With what now looks like a short term head-fake in the widely followed VIX (CBOE Volatility Index) last week as the index traded as high as 18.20 (vaulting from below 12 in just four trading sessions), related exchange traded funds and notes have been exceptionally active.
This morning the VIX has settled back into 13.59, just below its 50 day moving average.
The largest ETN in the “Volatility” category, VXX (iPath S&P 500 VIX Short Term Futures ETN, Expense Ratio 0.89%) has seen more than $230 million flow out of the fund in recent sessions while XIV (VelocityShares Daily
Inverse VIX Short Term ETN, Expense Ratio 1.35%) has attracted $138 million.
Following that same trend, SVXY (ProShares Short VIX Short Term Futures ETF, Expense Ratio 0.95%) has reeled in $26 million and UVXY (ProShares Ultra VIX Short Term Futures ETF, Expense Ratio 0.95%) has lost more than $119 million in the same time frame.

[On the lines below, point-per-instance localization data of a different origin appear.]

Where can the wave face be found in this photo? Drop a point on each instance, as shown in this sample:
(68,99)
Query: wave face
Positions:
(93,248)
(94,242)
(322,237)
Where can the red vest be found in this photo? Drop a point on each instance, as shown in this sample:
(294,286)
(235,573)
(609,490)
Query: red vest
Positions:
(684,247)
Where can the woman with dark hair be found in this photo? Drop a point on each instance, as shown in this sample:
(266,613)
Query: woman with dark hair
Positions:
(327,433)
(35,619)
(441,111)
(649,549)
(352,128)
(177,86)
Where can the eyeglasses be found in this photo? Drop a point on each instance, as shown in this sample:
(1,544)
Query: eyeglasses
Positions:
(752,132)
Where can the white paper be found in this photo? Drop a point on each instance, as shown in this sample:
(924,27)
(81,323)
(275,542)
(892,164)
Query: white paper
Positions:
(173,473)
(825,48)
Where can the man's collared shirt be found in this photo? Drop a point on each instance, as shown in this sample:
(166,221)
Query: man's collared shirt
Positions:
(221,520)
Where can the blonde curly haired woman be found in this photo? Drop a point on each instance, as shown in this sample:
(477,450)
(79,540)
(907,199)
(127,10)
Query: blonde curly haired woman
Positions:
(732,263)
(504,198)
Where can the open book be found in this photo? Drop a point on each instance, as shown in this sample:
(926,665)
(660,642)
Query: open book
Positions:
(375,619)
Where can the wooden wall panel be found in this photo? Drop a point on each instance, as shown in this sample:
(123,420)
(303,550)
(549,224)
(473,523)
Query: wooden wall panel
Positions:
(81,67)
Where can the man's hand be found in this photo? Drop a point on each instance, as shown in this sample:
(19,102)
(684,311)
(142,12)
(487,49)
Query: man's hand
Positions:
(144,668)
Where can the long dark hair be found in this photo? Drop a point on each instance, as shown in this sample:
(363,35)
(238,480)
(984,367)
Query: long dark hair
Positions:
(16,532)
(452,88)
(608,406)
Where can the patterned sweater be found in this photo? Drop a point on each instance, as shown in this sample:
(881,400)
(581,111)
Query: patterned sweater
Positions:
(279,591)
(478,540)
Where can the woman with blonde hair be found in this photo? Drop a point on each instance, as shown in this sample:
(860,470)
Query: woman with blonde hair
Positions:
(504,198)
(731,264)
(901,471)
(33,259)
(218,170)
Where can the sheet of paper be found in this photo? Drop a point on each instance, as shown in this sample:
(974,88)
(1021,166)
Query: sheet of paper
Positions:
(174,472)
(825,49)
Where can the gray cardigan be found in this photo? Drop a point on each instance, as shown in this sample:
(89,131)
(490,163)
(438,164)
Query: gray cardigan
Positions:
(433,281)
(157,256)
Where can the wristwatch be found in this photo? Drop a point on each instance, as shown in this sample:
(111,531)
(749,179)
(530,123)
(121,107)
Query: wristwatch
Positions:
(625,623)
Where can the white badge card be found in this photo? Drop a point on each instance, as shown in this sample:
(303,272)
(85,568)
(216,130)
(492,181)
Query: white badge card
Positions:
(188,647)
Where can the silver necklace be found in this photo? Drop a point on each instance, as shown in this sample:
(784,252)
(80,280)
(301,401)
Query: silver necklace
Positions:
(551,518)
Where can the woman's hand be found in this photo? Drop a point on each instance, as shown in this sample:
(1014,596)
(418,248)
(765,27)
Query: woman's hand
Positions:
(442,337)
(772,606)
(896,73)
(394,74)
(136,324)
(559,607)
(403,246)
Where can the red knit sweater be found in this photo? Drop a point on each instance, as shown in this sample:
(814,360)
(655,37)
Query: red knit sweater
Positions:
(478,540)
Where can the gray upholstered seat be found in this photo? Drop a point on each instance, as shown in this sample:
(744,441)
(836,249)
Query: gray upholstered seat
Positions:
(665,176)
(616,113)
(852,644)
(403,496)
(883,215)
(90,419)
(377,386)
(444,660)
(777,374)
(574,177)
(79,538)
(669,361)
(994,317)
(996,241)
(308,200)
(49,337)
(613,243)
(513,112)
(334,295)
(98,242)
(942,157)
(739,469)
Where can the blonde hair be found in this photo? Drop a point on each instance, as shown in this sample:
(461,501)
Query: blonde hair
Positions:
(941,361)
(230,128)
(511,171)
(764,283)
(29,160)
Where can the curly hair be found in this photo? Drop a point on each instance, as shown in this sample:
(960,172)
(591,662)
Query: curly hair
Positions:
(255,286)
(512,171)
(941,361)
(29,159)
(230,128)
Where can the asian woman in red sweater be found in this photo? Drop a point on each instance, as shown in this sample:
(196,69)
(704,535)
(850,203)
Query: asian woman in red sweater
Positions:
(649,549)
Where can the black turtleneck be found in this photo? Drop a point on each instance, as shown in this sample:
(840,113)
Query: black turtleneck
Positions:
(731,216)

Although these products are linked to VIX Futures and not the VIX Index itself, the presence of volatility in the marketplace that rippled through equities last week, and certainly influenced by exogenous events such as the unfortunate bombings in Boston for example as we roll through corporate earnings season, has created short term trading and/or hedging opportunities which users of these products clearly gravitate towards.
Surely it would be fair to say that the “Volatility of Volatility” has been high in recent sessions.